カウンターの脇を通り奥に進むと個室があった。小上がりになっていてそこで靴を脱ぐ。中からは男たちの話し声が聞こえてきた。

「太田さん、お疲れ様です」
「お疲れさん。君たち相変わらず楽しい試合をしてくれるね」

(すごい! オレンジのロジスティクスチームが勢揃い!)

そしてなんと、おじさんを出迎えたのは私が憧れて止まない安藤壮一さんだった。

(どうしようっ)

私は今朝、マイクで大失敗した事を思い出してしまい思わず俯いた。

「そちらの方もどうぞ」
「あ、はい。失礼致します」

そんな私に構うことなく、安藤さんは大人の態度で私を席に案内してくれる。見渡すと今日ベンチにいた人ばかりで、審判員はおじさん以外誰も居なかった。

(いったい、どういうこと?)

私は太田のおじさんの隣に腰を下ろした。向かいに安藤さん、隣には逞しい体をした大きな男性。彼は試合には出ていなかった気がする。けれど、恐ろしくイケメン。
その彼の隣に二塁手の原田羽七さんが座っていた。反対側には1番打者を務めた河本健さん。

(この会社、無駄にイケメンが多くない?)

「羽七、飲み物のメニュー渡してあげて」
「はい。お好きなものをどうぞ。あっ、失礼ですがお名前は」

可愛らしい笑顔で原田さんはそう言った。

「はっ、ごめんなさい。私は添田蒼子といいます。今日のアナウンスは私でした」
「そうだったんですね! やっぱり声がお綺麗ですね。はい、どうぞ」

彼女に対する第一印象は良かった。なんの嫌味もない言葉と嘘のない笑顔だと感じたから。隣の男性もそんな彼女を見ては頬を緩める。好きだよってオーラが駄々漏れだから、きっと恋人かな。

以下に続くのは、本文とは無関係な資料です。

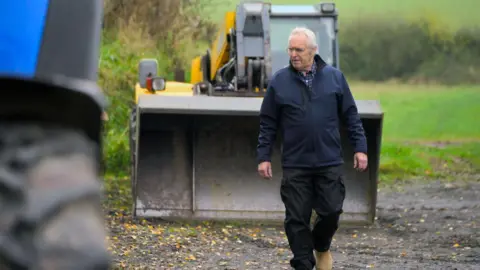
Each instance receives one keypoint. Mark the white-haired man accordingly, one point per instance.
(307, 100)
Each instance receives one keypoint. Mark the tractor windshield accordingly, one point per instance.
(280, 28)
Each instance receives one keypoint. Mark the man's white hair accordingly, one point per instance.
(311, 38)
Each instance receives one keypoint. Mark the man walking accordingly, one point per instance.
(305, 102)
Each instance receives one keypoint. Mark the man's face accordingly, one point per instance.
(301, 54)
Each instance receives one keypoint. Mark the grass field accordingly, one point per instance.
(429, 130)
(463, 12)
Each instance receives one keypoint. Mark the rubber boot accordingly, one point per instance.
(323, 260)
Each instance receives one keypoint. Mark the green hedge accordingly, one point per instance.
(418, 50)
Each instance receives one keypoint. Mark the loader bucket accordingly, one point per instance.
(195, 159)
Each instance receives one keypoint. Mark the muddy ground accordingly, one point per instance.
(423, 226)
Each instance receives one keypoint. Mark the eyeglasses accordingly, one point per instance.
(297, 50)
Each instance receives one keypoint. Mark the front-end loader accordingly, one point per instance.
(193, 144)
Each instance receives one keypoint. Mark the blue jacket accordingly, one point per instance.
(308, 120)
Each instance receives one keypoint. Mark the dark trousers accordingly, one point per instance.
(320, 189)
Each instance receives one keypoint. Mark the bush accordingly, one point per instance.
(409, 50)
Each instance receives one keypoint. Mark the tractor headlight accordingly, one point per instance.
(156, 83)
(327, 7)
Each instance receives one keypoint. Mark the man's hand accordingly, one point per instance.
(265, 170)
(360, 162)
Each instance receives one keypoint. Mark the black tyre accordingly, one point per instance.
(50, 205)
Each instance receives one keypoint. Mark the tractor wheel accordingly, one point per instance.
(50, 205)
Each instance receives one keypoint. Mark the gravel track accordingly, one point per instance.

「ありがとうございます。あの、私はお酒が飲めないのでお茶をいただきます」
「あ、課長と一緒だ」
「えっ?」
「ふふ、安藤課長もお酒ダメなんですよ」
「おい、駄目と決めつけるな」
「はいはい」

原田さんは安藤さんを軽くあしらい、私のお茶を注文してくれた。
まるで兄妹のようなやり取りに笑ってしまう。

「すみません。こいつらすぐ俺をオヤジ扱いするんですよ。課長≒オヤジみたいで」

(安藤さんが、話しかけてくれた!)

「安藤さんはオヤジじゃありません。とても素敵ですよ」

思ったままを言っただけなのに、周りの空気が一瞬止まった気がした。
安藤さんは「ありがとうございます」と普通に返す。でも、そこにはあの笑みが乗せられていた。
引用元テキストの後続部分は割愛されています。